Mohawk is trading on a forward sales multiple of 1.08, below their long-term average of 1.3x. Analysts are currently expecting 2020 revenues of $8.1B, 18% lower on a YoY basis.

Usually, a low interest rate environment helps Mohawk, as it fuels growth in housing starts. Recently, interest rates are at their lowest point. However, we don't feel comfortable with the current situation.
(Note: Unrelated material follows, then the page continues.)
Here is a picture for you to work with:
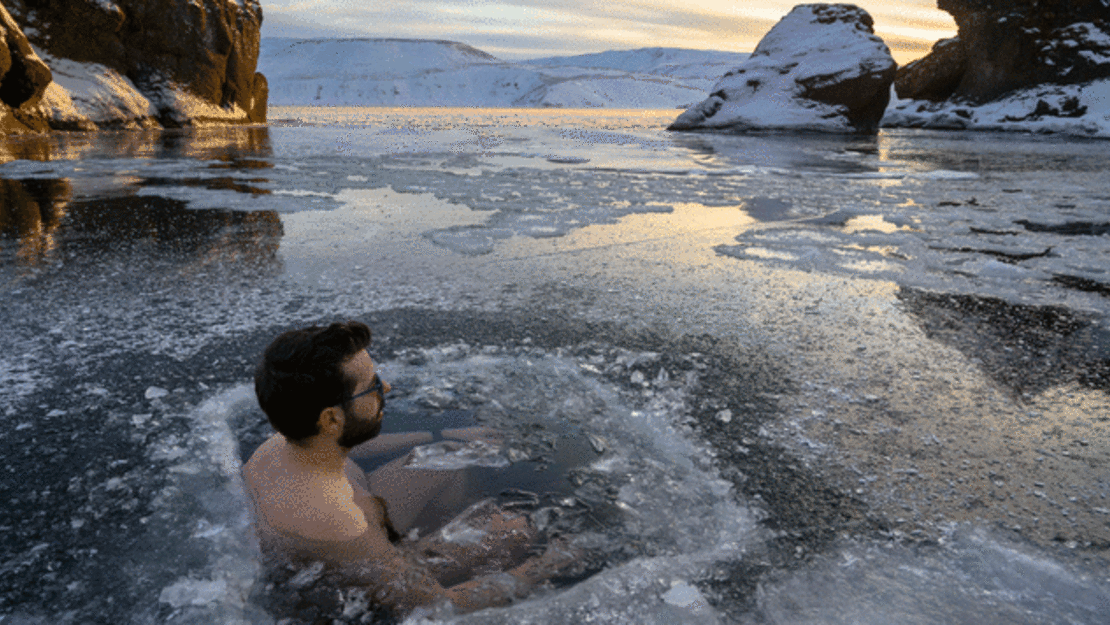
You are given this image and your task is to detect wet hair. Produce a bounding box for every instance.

There are still no signs of when the COVID-19 pandemic is going to be controlled. Uncertainty is also increasing with the number of COVID-19 cases in Brazil, making them the second most infected country. With the recent acquisition of Eliane in 2018, which operates in Brazil, Mohawk could see more pressure in its operating results. We wouldn't be surprised if more restructuring or impairments charges are already planned.

To conclude, we believe the long-term prospects for Mohawk are still strong. The highly cyclical nature of the business makes peaks and troughs inevitable. We believe there is still more downward pressure to come, which could make an investment in Mohawk very volatile. However, we can't time the markets, and currently, shares in Mohawk are trading below their sales multiple long-term averages. Starting a small speculative position could provide good results.

Disclosure: I/we have no positions in any stocks mentioned, and no plans to initiate any positions within the next 72 hours. I wrote this article myself, and it expresses my own opinions. I am not receiving compensation for it (other than from Seeking Alpha). I have no business relationship with any company whose stock is mentioned in this article.